Parliament in Montenegro has summoned the head of the anti-corruption agency to answer claims that lack of professionalism and political pressure on the agency are delaying its work.

Sreten Radonjic, anti-corruption agency 640x480

The Anti-Corruption Agency director Sreten Radonjic | Photo: The Anti-Corruption Agency website.

A parliamentary committee has demanded a hearing with the head of the Anti-Corruption Agency, Sreten Radonjic, on Wednesday, following claims by the opposition and human rights watchdogs that corruption remains pervasive in the public administration and the courts.

Radonjic, a retired police officer who was former assistant minister and head of the police criminal department, will appear before parliament’s anti-corruption committee to explain what his agency has done since January 1, when it began to operate.

The agency faces criticism that has not yet started to publish reports on the assets and income of public officials, although this was required by a deadline of March 31. In addition, the agency has been accused of not examining whether the assets of state officials had increased significantly from when they took office.

“The anti-corruption agency is a farce,” Vanja Calovic, director of MANS, an NGO that investigates corruption, conflicts of interest and parliamentary activities, said recently.  “It was created just to show a response following pressure from the EU and US, but up to now the investigations have only concerned small fish,” she said. “No one wants to create problems considering the [EU] accession process that is underway,” Calovic told a group of European journalists meeting in Podgorica last week.

In 2014, Montenegro adopted a Law on Prevention of Corruption – one of five priority legislative measures required in the context of the negotiating process with the EU.

The law forced the goverment to set up the independent Anti-Corruption Agency, which was supposed to unite and strengthen the competences of all existing institutions combating corruption in Montenegro.

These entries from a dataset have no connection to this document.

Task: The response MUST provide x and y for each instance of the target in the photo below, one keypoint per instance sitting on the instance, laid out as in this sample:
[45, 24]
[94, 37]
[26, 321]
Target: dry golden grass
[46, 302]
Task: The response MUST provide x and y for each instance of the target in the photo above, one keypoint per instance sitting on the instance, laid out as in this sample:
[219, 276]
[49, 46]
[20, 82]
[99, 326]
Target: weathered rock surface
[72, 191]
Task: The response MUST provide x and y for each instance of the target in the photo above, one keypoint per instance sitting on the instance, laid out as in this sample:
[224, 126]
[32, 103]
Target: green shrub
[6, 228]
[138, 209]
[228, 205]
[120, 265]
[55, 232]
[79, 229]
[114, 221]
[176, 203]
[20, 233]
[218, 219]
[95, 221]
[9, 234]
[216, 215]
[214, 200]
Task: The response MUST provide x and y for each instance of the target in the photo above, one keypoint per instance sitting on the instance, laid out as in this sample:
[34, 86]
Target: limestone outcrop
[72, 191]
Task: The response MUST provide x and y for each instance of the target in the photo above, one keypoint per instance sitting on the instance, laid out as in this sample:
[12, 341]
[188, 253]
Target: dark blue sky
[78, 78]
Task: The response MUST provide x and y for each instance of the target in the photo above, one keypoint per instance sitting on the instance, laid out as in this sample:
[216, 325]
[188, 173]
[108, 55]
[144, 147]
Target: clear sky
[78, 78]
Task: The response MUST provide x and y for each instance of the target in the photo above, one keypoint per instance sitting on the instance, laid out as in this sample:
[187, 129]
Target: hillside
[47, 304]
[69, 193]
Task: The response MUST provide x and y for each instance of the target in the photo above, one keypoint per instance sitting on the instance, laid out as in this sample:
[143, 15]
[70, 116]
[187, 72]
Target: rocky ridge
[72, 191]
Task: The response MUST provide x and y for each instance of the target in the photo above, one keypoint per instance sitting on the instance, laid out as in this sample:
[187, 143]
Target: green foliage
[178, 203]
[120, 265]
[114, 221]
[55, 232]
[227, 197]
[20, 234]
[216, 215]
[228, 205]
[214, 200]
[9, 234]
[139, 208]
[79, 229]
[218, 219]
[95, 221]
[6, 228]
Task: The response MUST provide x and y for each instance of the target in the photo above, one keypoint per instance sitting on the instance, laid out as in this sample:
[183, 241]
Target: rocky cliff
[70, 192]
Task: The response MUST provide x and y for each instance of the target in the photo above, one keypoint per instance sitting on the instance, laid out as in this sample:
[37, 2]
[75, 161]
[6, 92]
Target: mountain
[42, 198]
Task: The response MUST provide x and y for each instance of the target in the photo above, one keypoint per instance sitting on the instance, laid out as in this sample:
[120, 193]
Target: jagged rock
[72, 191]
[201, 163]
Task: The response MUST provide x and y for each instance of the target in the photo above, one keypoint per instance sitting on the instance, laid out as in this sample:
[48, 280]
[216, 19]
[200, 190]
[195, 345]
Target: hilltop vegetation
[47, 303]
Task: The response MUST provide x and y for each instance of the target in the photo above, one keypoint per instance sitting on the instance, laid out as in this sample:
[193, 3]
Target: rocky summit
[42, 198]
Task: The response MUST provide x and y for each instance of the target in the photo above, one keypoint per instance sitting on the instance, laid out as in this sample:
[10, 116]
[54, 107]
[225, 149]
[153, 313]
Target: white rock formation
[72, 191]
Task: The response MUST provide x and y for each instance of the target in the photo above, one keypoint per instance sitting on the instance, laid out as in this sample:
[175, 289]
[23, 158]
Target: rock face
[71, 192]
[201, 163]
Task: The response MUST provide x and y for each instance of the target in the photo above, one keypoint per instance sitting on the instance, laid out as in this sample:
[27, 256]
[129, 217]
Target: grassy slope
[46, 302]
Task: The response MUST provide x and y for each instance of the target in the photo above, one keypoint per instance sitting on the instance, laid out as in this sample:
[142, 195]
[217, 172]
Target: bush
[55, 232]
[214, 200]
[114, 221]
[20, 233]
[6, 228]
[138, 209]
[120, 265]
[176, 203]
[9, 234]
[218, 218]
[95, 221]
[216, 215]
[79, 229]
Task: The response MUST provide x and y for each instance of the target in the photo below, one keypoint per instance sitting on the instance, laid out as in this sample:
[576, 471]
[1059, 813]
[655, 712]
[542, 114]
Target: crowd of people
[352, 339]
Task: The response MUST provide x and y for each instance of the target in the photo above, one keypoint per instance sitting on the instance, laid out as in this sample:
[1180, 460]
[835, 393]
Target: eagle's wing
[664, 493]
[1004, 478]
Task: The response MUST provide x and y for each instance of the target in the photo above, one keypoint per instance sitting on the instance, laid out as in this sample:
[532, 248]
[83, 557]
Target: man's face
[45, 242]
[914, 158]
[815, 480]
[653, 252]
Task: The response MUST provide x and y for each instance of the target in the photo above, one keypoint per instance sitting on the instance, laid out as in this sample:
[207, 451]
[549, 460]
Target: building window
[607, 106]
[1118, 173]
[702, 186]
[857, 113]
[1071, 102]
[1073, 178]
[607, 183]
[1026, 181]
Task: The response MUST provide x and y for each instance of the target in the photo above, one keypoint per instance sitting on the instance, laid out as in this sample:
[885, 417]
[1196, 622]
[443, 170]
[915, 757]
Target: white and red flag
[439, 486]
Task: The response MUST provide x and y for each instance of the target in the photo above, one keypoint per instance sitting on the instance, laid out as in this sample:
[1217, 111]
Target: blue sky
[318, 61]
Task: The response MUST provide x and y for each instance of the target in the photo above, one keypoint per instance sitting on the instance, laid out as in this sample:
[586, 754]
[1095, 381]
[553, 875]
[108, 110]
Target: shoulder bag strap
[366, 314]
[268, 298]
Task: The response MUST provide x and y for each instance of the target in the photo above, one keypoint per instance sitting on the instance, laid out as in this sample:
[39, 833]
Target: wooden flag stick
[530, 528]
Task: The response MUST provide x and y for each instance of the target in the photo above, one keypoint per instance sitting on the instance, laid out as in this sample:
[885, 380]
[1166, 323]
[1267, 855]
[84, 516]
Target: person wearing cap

The agency has jurisdiction over preventing conflict of interest, restricting the exercise of public functions, checking asset cards and the receipt of gifts, donations and sponsorships.

A significant part of the new regulations relate to the performance and protection of whistleblowers. But anti-corruption watchdogs have complained that the agancy’s mechanisms to protect and reward people who report corruption are too weak.

Justice Minister Zoran Pazin said that the government was well aware of the problem with the fight against the corruption.  “We are working on this on two fronts: on one side, we have created an anti-corruption agency that has the aim of preventing conflict of interests in the public administration and to supervising the financing of parties, on the other side, we are working on suppression of the phenomenon,” Pazin told the media last week.

A US State Department report, published on April 13, said that politicization, poor pay and lack of motivation and training of public servants had created fertile ground for corruption in Montenegro, and while the agency’s capacities had been improved they remained limited.

The report said the public in Montenegro view corruption as endemic in the government and elsewhere in the public sector at both local and national levels. This is particularly the case in the fields of health, higher education, the judiciary, customs, political parties, police, urban planning, the construction industry and employment.

There was evidence that some government officials engaged in corrupt practices with impunity, the report added.